La stratégie d'Emmanuel Macron est simple : laisser passer la vague. Tant que faire se peut, il s'agit donc d'attendre la fin de la contestation que redoute tant l'exécutif. Pourtant à l'approche d'une grève partout annoncée comme massive, le président peut-il vraiment jouer le pourrissement ?
Retraites : Emmanuel Macron peut-il se contenter d'attendre que ça passe ?AFP

Emmanuel Macron et la grève : le président va-t-il vraiment attendre que ça passe ?

"Sur le fond, l'exécutif veut laisser passer la grève avant d'enclencher la réforme" ou d'en dévoiler les principaux enjeux, rapporte Europe 1. A l'approche d'un important mouvement social, suffisamment massif pour "tétaniser" Emmanuel Macron d'après L'Express, le président semble avoir fait un choix simple : entretenir le flou sur la nature exacte de son projet. Dix jours avant la grève du 5 décembre 2019, L'Opinion pointait combien le locataire de l'Elysée restait "ambigu". "Rien n'est clair au sommet de l'Etat", insistait d'ailleurs l'hebdomadaire.

Pourtant, à en croire L'Express - encore - cette stratégie pourrait ne pas être des plus pertinentes. Pire ! Elle pourrait même alimenter la contestation et gonfler le nombre de manifestants dans les rues, jeudi prochain. Est-ce à dire que la position du chef de l'Etat n'est pas tenable ? Certains conseillers ministériels s'inquiètent déjà. "Une semaine ça va, la deuxième ça va se tendre, au-delà on ne tiendra pas", fait valoir l'un d'entre eux aux micros de la radio.

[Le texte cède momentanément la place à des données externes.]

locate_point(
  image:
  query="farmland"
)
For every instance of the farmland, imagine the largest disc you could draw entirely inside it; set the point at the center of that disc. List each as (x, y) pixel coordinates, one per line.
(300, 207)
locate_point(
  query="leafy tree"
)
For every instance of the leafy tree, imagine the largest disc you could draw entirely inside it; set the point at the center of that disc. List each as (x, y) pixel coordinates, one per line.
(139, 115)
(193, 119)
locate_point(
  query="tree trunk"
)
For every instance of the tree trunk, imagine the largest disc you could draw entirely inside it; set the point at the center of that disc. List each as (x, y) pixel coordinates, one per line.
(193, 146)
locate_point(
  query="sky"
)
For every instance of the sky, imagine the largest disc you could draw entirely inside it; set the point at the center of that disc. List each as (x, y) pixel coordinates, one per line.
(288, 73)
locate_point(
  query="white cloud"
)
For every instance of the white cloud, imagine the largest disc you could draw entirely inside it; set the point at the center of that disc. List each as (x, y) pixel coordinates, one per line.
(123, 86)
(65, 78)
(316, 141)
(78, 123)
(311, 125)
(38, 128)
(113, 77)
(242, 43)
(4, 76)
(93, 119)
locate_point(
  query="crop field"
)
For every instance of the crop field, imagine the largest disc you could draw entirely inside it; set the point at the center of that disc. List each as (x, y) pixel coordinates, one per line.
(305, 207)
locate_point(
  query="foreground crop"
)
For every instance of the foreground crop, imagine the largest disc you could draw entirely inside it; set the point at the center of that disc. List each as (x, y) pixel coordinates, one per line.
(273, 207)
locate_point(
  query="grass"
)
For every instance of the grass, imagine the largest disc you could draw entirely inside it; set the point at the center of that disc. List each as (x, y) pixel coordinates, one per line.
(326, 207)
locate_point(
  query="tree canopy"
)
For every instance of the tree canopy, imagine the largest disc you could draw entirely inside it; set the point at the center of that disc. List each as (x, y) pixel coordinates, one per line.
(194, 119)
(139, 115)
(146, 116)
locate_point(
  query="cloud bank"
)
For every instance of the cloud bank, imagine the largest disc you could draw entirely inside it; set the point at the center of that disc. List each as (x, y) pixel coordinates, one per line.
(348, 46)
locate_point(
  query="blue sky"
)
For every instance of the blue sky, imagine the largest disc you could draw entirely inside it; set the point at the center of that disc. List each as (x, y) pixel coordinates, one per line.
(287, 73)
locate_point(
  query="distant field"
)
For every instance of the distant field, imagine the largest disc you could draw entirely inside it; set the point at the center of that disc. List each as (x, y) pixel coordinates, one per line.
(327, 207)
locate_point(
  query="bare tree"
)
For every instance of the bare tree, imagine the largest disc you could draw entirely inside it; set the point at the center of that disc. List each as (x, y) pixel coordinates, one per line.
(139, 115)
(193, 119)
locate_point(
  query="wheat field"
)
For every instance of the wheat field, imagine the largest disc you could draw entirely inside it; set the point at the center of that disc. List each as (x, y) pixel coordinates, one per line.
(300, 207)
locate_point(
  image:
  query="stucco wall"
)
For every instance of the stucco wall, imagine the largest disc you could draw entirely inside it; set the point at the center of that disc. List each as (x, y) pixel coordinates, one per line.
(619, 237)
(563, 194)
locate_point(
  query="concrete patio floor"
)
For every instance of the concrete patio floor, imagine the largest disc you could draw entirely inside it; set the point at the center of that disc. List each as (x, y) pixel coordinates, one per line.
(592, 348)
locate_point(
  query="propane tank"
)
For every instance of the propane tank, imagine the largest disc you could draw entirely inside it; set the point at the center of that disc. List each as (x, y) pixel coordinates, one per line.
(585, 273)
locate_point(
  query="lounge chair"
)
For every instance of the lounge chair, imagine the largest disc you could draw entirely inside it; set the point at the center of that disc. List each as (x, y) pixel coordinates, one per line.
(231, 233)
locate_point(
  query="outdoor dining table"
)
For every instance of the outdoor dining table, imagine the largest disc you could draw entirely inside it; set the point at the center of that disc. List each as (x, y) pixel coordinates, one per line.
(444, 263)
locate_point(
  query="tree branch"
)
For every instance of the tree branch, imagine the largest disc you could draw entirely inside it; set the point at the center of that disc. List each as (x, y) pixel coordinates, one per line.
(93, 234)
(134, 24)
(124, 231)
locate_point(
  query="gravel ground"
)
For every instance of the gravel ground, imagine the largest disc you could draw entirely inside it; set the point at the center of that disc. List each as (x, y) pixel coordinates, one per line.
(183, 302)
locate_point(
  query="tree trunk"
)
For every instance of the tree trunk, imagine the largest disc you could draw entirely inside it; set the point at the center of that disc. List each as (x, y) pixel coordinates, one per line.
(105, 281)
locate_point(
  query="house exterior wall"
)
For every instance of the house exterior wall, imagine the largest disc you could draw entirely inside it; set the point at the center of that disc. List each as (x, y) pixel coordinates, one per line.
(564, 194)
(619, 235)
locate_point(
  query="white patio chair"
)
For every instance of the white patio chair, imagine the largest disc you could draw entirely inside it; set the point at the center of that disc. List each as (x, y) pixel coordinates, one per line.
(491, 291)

"Je crois, pour ma part, qu'Emmanuel Macron va essayer de tenir la posture qu'il adopte aujourd'hui", analyse Christophe Bouillaud. Politologue et enseignant-chercheur à l'Institut d'Etudes Politique (IEP, Sciences-Po) grenoble, il y voit pour le président une façon de "faire montre de sa détermination". "Les différentes interventions de ses ministres dans la presse ne montrent aucune volonté de négociation", poursuit-il. 

Aux yeux du politologue, une telle attitude peut d'ailleurs permettre au chef de l'Etat de l'emporter. "C'est la stratégie traditionnelle de ce gouvernement : ils vont jouer le pourrissement comme ils l'ont déjà fait pour d'autres mobilisations, comme lors de la réforme de la SNCF, et parier sur l'exaspération des usagers, des parents qui ne sauront pas comment faire garder leurs enfants. Ils espèrent certainement jouer sur d'éventuels incidents violents survenu pendant les grèves", note-t-il. Et lui d'ajouter : "Jusqu'à présent, la rigidité fait littéralement partie du package macroniste."

Toutefois, si cette façon de procéder peut octroyer une victoire à l'exécutif, celle-ci n'est pas pour autant assurée. "A l'inverse, si la situation ressemblait davantage à celle connue pendant le mouvement des ‘gilets jaunes', il est possible que le gouvernement cède. Ou au moins mettre en scène des concessions qui n'en seront qu'à moitié. Cependant, compte tenu du fait qu'Emmanuel Macron juge avoir trop vite lâché du lest la fois passée, il n'est pas aberrant de penser qu'il sera plus strict cette fois-ci", souligne le chercheur.